A retirada do Brasil da lista de países autorizados a exportar produtos de origem animal para a União Europeia pelo uso de antibióticos foi encarada como uma medida “exagerada, dura e desproporcional” nas palavras de uma pessoa que acompanha o tema de perto na Europa.
Segundo ela, o Brasil mantinha tratativas com os europeus sobre o tema desde 2023, quando o regulamento local sobre uso de antibióticos foi aprovado. Já havia uma expectativa, no setor e no governo, de que haveria alguma dificuldade com a carne bovina, cadeia mais complexa de rastrear os usos desses insumos nos animais, a partir de setembro deste ano. A eventual proibição dos demais produtos, como frango, mel e pescados, no entanto, não estava no radar e foi classificada como “brutal e sumária”.

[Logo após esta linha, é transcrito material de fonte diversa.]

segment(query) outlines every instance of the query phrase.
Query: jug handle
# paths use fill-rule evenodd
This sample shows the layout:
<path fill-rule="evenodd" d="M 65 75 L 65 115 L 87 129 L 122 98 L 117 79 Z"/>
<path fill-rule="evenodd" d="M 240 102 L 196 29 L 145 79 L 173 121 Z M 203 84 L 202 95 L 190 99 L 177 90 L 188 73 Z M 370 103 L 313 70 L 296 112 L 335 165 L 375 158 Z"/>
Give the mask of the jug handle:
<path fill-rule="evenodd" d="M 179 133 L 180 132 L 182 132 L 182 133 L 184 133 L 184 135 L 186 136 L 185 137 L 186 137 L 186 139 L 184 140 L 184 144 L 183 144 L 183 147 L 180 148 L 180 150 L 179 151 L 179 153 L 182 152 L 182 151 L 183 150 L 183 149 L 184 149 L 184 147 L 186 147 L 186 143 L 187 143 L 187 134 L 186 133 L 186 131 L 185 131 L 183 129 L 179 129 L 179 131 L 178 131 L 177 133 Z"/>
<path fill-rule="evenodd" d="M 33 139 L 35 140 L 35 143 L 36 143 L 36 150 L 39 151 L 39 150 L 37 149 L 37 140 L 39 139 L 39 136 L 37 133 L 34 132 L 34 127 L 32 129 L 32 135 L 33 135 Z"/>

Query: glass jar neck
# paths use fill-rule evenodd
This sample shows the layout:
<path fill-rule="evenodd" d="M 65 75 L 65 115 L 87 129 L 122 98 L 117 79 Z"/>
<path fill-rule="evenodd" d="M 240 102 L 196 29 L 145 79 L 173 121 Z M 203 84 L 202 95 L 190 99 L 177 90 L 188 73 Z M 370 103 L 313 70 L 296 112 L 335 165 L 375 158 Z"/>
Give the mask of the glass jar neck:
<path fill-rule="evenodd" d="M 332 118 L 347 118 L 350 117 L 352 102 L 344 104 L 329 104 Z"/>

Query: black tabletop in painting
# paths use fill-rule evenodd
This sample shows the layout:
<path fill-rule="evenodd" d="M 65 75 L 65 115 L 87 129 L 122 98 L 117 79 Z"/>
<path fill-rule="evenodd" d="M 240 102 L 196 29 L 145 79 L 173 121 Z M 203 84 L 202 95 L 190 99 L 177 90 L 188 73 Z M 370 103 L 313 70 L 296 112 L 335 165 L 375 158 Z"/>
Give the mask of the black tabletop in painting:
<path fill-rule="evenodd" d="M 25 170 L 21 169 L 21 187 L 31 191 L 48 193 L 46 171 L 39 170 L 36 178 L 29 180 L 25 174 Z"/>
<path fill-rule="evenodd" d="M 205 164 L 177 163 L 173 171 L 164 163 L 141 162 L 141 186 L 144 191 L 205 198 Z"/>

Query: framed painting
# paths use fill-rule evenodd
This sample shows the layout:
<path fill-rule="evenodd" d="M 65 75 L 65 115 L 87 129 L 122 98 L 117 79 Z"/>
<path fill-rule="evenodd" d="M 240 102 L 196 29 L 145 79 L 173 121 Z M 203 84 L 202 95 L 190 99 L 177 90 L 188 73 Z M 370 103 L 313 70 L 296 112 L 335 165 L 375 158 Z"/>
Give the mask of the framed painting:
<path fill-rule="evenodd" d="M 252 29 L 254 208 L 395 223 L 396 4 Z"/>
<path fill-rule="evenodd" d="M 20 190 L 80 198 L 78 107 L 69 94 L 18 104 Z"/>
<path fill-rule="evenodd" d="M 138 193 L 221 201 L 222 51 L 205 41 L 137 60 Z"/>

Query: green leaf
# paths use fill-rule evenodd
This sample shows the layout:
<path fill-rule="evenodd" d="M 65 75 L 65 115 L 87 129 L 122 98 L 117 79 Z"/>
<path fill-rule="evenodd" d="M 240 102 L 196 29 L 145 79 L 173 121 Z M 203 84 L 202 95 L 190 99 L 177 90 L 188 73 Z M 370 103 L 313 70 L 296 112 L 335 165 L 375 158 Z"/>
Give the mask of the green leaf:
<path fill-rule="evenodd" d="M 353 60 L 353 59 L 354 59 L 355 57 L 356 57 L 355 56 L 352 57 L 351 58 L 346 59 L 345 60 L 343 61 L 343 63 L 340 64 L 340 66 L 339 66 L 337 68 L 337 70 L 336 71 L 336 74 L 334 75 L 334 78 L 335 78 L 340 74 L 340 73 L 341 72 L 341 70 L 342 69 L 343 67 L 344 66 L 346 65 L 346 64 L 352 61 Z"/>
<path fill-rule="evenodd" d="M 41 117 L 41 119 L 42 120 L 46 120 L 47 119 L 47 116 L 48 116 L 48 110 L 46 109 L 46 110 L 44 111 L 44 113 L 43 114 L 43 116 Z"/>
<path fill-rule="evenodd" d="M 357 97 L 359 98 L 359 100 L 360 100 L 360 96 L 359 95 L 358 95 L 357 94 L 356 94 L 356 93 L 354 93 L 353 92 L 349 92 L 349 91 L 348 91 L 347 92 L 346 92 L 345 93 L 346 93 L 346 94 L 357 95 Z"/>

Isso porque o Brasil apresentou garantias de cumprimento dos requisitos aos europeus para essas cadeias em outubro do ano passado. Desde lá, não houve apontamentos da parte europeia sobre as sugestões de mecanismos de controle e comprovação dos exportadores de carne de frango, pescados e mel. Sem essa resposta prévia, a avaliação era que os termos seriam aceitos.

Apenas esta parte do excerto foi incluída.